July 2018 Newsletter (PDF)
From the Interim Priest,
A few years ago I took up rowing. I was driving past the UMass-Lowell Boathouse on the Merrimack River and saw a banner inviting all to “Learn to Row” so I signed up. It was perfect for me; I was working at the homeless shelter in Lowell and needed to do something completely different. I was in an eight person boat with a coxswain. Each rower has one oar, called Sweep rowing. It was great. I had my oar and was told exactly what to do. I learned to be in sync with everyone else in the boat. Eyes forward, focusing on the back of the head of the person in front of me, one stroke after another. When the cox said faster, we rowed faster, when she said row harder we rowed harder. Only when she said take a break, could we take a break. I enjoyed being part of a team with someone else in charge.
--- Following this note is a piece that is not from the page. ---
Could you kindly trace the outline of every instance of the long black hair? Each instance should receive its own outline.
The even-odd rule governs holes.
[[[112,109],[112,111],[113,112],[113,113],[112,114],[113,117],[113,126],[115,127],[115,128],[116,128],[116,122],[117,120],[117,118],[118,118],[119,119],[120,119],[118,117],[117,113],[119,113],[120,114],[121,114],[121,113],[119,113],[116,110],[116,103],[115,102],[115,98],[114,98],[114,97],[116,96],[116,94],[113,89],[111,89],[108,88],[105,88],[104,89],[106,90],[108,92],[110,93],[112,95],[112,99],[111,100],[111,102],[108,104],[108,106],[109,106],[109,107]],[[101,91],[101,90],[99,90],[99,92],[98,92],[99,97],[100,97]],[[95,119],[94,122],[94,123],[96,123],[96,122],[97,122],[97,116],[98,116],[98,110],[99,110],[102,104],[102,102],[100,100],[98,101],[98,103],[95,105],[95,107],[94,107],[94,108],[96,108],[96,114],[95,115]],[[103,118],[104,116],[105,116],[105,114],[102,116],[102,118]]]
Since coming to St. Stephen’s I have not been able to participate in the evening Sweep program in Lowell. An alternative to Sweeping is called Sculling, where the rower has two oars and is usually rowing alone. I have been able to do this and found that while sculling is similar to sweeping, it feels different. The boat is smaller, narrower, and does not have those big oars to keep it stable. It is much easier to tip over while sculling. However, except for the hands, the basic mechanics of the stroke is the same. The change is that I am solely responsible for the balance, or set, of the boat. I also, have to pay attention to where I am going since there is no cox to guide me. I get to determine the pace and strength of each stroke and can take a break whenever I want.
It has occurred to me that St. Stephen’s has also moved from Sweep rowing to Sculling. You no longer have someone who is steering the boat and telling you when to row harder and when to rest. St. Stephen’s is largely on its own, having to look around, having to keep the “boat” set and determine how hard to push. What is remarkable to me is how much you, the members of St. Stephen’s, are staying your seats and driving this ship forward. It is different than when you had a Rector, but the commitment and vision continues.
It has been a great privilege for me to be on the water with you. We may be mid-steam but God has provided all that we need to keep on rowing.